If McMurphy woke up and found out I was gone, there was nowhere I could hide. I had no car and exactly two hundred dollars in my wallet. I had a maxed-out credit card, no job, no skills. I had gambled everything on Cavan Wilder. I had him—or nothing.

I waited.

There was the sound of a motor in the distance, and then closer. I tried to keep control, tried not to hope.

But headlights swept into the parking lot, and a car pulled up next to me, jerking to a stop. I could only see shadows against the powerful lights, but a car door slammed and a figure came toward me, and then a hand took my arm while another hand picked up the suitcase at my feet.

I knew that hand. Strong, warm, gentle. His grip was firm, but it didn’t hurt.

I smelled laundry and something spicy, mixed now with the tang of sweat, smoke, and beer.

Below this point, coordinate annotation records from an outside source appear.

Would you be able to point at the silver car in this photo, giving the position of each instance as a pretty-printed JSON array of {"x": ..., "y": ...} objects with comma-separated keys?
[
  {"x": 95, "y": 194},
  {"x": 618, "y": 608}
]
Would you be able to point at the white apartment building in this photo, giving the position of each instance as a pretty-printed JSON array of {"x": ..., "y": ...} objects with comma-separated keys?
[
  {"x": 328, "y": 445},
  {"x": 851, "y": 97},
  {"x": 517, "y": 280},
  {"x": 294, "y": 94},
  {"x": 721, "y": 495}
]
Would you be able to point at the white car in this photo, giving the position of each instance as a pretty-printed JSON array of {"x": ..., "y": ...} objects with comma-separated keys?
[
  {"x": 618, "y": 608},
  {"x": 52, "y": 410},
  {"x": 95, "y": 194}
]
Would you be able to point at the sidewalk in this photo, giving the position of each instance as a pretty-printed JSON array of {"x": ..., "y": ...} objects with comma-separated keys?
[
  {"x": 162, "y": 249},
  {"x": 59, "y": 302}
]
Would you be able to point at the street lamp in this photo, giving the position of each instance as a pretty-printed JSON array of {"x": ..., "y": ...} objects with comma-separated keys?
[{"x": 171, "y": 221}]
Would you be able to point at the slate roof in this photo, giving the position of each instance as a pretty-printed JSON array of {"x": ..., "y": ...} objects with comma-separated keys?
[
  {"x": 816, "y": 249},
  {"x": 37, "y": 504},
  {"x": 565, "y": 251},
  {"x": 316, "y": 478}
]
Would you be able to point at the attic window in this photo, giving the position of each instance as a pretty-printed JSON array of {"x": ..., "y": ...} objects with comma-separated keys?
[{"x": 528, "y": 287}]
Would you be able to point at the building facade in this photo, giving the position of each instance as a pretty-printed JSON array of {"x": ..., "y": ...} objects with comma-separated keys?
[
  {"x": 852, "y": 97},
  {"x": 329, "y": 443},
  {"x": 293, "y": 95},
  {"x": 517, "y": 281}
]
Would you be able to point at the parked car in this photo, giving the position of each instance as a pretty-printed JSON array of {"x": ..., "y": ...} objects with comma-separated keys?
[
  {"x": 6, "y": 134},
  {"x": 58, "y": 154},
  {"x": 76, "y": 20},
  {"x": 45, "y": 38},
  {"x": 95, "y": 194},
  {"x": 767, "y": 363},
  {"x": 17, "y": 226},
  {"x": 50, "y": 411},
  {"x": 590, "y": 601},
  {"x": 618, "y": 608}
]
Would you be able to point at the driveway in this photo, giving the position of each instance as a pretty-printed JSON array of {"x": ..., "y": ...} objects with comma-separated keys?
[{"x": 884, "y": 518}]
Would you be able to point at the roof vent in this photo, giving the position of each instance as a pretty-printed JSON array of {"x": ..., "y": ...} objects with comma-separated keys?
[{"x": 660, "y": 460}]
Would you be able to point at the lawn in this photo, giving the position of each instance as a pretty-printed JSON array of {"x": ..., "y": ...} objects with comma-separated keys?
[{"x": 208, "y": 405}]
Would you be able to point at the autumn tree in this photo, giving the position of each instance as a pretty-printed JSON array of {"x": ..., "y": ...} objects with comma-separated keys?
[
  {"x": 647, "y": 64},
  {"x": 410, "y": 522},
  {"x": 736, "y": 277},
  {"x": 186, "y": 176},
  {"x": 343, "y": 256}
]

He led me to the car, opened the back door, and tossed my suitcase inside. He opened the passenger door and looked down into my face.

Cavan Wilder. He was here.

Part of me was shocked. Part of me had been sure he’d abandon me, and now that I realized he wouldn’t, that this was for real, a voice in my head said: You should have told him. He deserves to know who you really are. But it’s too late now.

So I didn’t tell him. I couldn’t. I was too busy staring at him in disbelief. I could have gotten on my knees on the cold concrete in that second and kissed his fucking feet. But he didn’t ask me to.

“You ready?” was all he said.

I nodded.

“You better be,” he said. “Let’s roll.”